Annika Saunus, left, got Camille Jackson, second from right, to join the Spartan newspaper. The duo were joined friends Petra Veljkovic, and Tatiana Tobolka in Puerto Rico during Spring Break, 2022.

During my sophomore year, I befriended a German named Annika. 

Annika was a Nordic skier and became the national champion in 2022 before hopping on a flight back to Europe. 

Before she left, I learned a thing or two. 

She was organized, straightforward, smart, heaps of fun, and had a knack for writing. 

It didn’t take much convincing for her to drag me to the media room on the ground floor of Leavenworth on a Monday at midday. It was towards the end of the semester, and eyes fell on us as we stumbled our way through brief introductions. 

Annika left soon after, committed to a Sports, Business, and Law program in Germany where she would go on to travel the world; reporting on various sporting competitions from New York to China. 

I couldn’t very well forget her legacy and passion for news reporting. 

So, I stayed on, attending weekly meetings without my German friend to accompany me. 

As it turns out, news reporting is delightfully fun and more importantly, it taught me lessons unfound within the frameworks of a classroom. 

As an international student, having a commitment to the newspaper meant a written record of my time exploring this corner of the world. While my memory forgets the multitude of events, holidays, activities, and mundane days at Castleton, the cutouts of each article serve as placeholders that I can hold onto indefinitely. 

It took a while before blocks of paragraphs morphed into journalism-style sentences and longer still before I could confidently edit articles as copy editor. 
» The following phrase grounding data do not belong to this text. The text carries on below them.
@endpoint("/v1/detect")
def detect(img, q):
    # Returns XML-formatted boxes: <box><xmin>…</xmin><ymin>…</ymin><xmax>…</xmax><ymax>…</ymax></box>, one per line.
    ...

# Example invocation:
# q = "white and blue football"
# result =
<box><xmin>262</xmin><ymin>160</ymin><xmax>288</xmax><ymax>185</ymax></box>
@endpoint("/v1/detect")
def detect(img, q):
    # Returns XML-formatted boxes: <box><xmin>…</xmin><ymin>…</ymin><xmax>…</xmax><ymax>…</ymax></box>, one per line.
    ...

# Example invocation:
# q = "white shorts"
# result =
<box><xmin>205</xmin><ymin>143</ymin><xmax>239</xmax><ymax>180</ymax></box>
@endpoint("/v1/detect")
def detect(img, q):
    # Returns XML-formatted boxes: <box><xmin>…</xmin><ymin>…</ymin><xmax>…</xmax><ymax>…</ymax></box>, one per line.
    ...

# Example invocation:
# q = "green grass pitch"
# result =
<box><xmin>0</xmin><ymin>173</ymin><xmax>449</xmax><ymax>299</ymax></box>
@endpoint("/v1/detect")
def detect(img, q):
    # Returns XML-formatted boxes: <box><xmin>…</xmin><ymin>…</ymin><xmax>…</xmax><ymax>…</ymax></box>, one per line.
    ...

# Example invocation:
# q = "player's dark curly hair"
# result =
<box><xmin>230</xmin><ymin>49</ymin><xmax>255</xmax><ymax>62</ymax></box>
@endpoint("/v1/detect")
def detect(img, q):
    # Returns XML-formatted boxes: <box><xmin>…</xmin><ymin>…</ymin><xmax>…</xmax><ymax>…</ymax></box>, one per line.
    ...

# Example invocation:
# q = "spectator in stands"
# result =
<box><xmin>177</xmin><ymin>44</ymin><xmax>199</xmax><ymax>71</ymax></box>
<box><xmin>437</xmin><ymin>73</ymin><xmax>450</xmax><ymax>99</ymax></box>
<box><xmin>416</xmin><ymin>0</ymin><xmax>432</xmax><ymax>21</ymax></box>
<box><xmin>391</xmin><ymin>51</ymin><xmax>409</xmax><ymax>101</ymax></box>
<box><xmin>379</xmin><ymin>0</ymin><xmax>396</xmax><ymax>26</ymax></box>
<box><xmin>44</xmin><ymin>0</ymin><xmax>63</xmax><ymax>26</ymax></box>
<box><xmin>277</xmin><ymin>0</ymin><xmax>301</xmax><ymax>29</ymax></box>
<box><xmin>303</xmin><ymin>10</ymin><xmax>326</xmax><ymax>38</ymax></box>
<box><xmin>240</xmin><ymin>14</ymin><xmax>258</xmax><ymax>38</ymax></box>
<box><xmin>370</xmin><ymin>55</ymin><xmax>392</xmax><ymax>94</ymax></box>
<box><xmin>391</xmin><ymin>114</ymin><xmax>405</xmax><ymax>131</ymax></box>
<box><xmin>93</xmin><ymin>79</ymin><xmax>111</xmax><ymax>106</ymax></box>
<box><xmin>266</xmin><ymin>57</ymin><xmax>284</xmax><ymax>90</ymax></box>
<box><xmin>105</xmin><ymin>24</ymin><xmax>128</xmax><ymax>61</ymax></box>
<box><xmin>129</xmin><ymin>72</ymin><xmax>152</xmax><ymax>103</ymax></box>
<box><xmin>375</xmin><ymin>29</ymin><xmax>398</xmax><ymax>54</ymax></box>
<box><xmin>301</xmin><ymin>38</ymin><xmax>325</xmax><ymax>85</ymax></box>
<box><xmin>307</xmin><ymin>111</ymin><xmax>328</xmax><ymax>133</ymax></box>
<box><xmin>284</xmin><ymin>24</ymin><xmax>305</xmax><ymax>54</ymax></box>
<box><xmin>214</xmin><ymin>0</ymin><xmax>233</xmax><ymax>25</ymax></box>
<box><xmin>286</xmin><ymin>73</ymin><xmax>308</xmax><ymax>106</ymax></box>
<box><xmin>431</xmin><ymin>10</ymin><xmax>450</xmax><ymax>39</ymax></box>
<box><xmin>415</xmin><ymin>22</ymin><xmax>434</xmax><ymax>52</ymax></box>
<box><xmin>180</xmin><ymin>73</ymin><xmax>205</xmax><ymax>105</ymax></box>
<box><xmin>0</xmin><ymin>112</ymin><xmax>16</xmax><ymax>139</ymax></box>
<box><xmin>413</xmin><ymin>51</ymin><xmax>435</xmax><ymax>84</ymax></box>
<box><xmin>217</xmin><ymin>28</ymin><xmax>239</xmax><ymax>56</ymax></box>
I even, fleetingly, considered life as a journalist; swayed by the impact reporters have on the perspective of readers. Being a journalist meant selecting what information to share, what adjectives to choose, how relevant snippets of information were, which verbs best described actions, and what smattering of words would likely lasso skimming eyes to a story. 

It is power; the power of determination and the power to dictate the direction of a story. 

Importantly, being a member of the Spartan team exposed me to a dimension of Castleton I was previously unaware of. 

As a recruit for the Castleton Alpine Ski Team, my scope of interest oscillated primarily around sports, unattuned to the broader changes and happenings of the campus-at-large. 

It has been a pleasure to unpack and understand this campus and its interactions with the Castleton community. 

Reporting on art, political events, interviewing presidents, and sharing my own experiences with readers certainly made me feel connected to the ongoings of the school. 

As I prepare to throw myself into a new unknown post-graduation, I will hold onto the memory of locking nervous eyes with Annika at our first Spartan meeting, unaware of what the Spartan would teach me and more saliently, the power of reporting. 

“The basis of our governments being the opinion of the people, the very first object should be to keep that right; and were it left to me to decide whether we should have a government without newspapers or newspapers without a government, I should not hesitate a moment to prefer the latter. But I should mean that every man should receive those papers and be capable of reading them,” Thomas Jefferson.